Bill Clinton’s thriller The President Is Missing is incredibly, almost charmingly, silly
For his first novel, President Bill Clinton, along with fiction factory James Patterson, has written a trashy, trashy-fun airport potboiler. It is called The President Is Missing, and it is about an eyebrow-raisingly noble hero president who sneaks out of the White House in order to foil a threatened cyber attack of devastating proportion.
What should a reader make of this? On one hand, remove the context of its novelist-in-chief co-author and, sure, fans of this kind of book will probably be satisfied with this one. The plot clips along on short chapters and frequent cliffhangers, and there aren’t huge, embarrassing whiffs in the prose. (Though references to an assassin’s breasts—at various times described as her “boobs” and her “girls”—are particularly icky given Clinton’s inability to own up to his history.)
Patterson is hardly an exemplary stylist, but he knows how to structure and pace these things to get the job done. Pretty much every development is preposterous (ignore the claims that this is the inside scoop on espionage from a man with top-secret clearance; there’s nothing in here on government secrets, dynamics, or processes that couldn’t have been learned with modest research), but enjoyably so. That this is what Clinton, a well-read man in both history and literature, wanted to spend time on is kind of endearing, as though he were sheepishly showing off his train set.
On the other hand, you can’t remove the context of the former president writing this book. What to make of the fact that the terrorist antagonist gropes women as a sign of his evil? Should we read anything into how, in The President Is Missing, the first lady is dead? And what about the fact that Clinton describes his protagonist as “a war hero with rugged good looks and a sharp sense of humor” who had “probably the fastest rise to team leader in Bravo Company history” and is told, “I’m not saying this because I love you—there is no one I’d rather have in charge right now”? President Jonathan Duncan is a combination of Michael Douglas in The American President and Harrison Ford in Air Force One; his only flaw is he’s a “shitty politician,” meaning he’s simply unable to make political considerations, as he’s too focused on doing what’s right. All this would be escapism in any other author’s hands, but seems intriguingly like wish fulfillment here. Is Clinton, whose tenure is nestled in the relatively quiet years between the Cold War and the War On Terror, fantasizing about what he could’ve accomplished had a major crisis given him a mandate to make sweeping changes?

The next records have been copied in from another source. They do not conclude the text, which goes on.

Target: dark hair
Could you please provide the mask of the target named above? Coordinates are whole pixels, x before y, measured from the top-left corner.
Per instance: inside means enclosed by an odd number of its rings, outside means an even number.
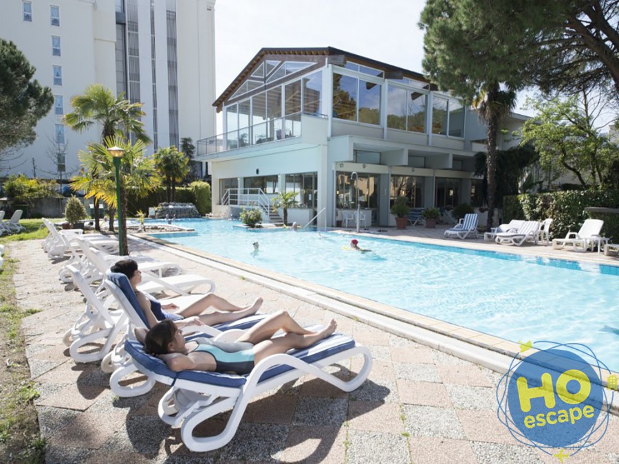
[[[174,340],[176,330],[176,324],[171,319],[165,319],[155,324],[144,339],[146,351],[153,355],[169,353],[168,345]]]
[[[116,261],[109,270],[112,272],[120,272],[127,276],[127,278],[131,278],[138,270],[138,263],[133,259],[121,259]]]

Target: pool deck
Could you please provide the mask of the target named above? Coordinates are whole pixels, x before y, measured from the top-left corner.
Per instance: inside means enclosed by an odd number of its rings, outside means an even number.
[[[373,228],[361,234],[619,265],[617,258],[550,246],[446,241],[444,230]],[[192,453],[179,429],[157,417],[165,391],[161,386],[142,397],[119,399],[109,389],[109,374],[96,364],[76,364],[69,356],[62,336],[83,303],[78,292],[65,289],[57,278],[65,261],[47,259],[41,241],[12,243],[6,252],[19,260],[19,303],[43,309],[25,318],[22,327],[32,377],[41,393],[35,402],[47,463],[558,462],[519,443],[497,418],[499,373],[508,354],[518,351],[516,344],[430,318],[409,319],[410,313],[376,302],[180,247],[132,238],[130,247],[208,276],[218,294],[237,304],[260,295],[263,312],[284,309],[303,324],[336,318],[340,331],[369,348],[372,371],[351,393],[303,377],[260,395],[250,404],[228,445]],[[343,374],[356,371],[358,364],[355,358],[343,363]],[[211,429],[222,424],[208,421]],[[611,416],[603,438],[567,462],[619,462],[619,417]]]

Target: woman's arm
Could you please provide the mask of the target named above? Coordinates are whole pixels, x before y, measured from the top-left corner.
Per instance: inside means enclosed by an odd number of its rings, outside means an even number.
[[[159,321],[157,320],[157,318],[155,317],[155,315],[153,314],[153,311],[151,309],[151,300],[141,291],[136,291],[135,296],[138,298],[138,302],[140,303],[140,307],[141,307],[142,310],[144,311],[144,315],[146,316],[146,321],[149,322],[149,327],[152,327]]]

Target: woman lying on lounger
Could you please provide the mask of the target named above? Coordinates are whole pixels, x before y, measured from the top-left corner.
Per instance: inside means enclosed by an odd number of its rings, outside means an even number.
[[[221,296],[210,293],[184,309],[179,311],[178,306],[174,303],[161,304],[152,296],[146,295],[138,289],[138,285],[142,282],[142,272],[138,269],[138,263],[133,259],[122,259],[114,264],[110,270],[127,276],[150,327],[164,319],[180,321],[181,325],[204,324],[212,326],[221,322],[230,322],[255,314],[262,305],[262,298],[258,298],[248,306],[236,306]],[[214,308],[215,311],[205,312],[210,307]],[[176,311],[168,313],[162,309]],[[183,319],[185,320],[182,320]]]
[[[290,315],[280,311],[261,320],[233,343],[207,340],[186,343],[176,324],[166,320],[151,330],[135,329],[136,338],[146,351],[165,361],[172,371],[186,369],[249,373],[267,356],[294,349],[307,348],[327,338],[337,327],[334,320],[318,332],[301,327]],[[272,338],[281,329],[282,336]]]

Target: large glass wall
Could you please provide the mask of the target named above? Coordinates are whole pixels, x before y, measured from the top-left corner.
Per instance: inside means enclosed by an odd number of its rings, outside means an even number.
[[[423,208],[424,180],[413,175],[392,175],[389,206],[398,197],[406,197],[411,208]]]
[[[436,179],[435,206],[438,208],[451,208],[461,203],[460,191],[462,181],[460,179]]]
[[[380,124],[382,86],[350,76],[333,74],[333,117]]]
[[[390,85],[387,91],[387,127],[425,132],[426,100],[424,93]]]

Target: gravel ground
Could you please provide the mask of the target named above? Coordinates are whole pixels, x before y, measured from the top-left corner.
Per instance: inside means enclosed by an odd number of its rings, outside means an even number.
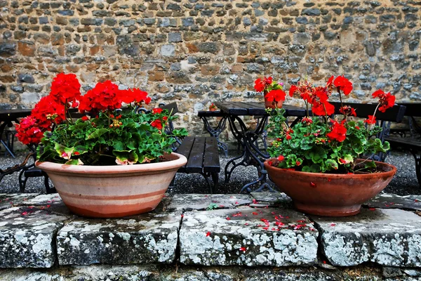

Reading between these lines is more fun than reading the lines themselves, as the details of the plot come standard issue from the genre. Just as Dan Brown gave readers an albino assassin in one book and then a heavily tattooed one in the next, Clinton and Patterson here create a killer (the best in the world, of course) whose sole traits, beyond her professionalism and perky boobs, are her vegetarianism and her love of Bach. The big twists of Missing, if not the details, can be called before page 100; turns out having access to the greatest intelligence-gathering operation the world has ever known doesn’t mean you can avoid clichés. There’s even a digital countdown timer that may or may not get stopped with one second remaining.
There’s certainly a novelty to this kind of pop culture ephemera coming from an historic figure, as though Reagan had waited until he left the White House to pursue his acting dreams. But diverting though it may be, nothing in it is lasting, down to the calls for bipartisanship and complaints about the politicians who are way less shitty than Duncan. (“That kind of oversimplification epitomizes everything that’s wrong with our politics,” he bellows about the unnamed opposition party at one point.) Clinton was famously a fan of fast food, and the sense one gets from this book is that he’s indulging that same appetite for something cheap and disposable, just in literary form.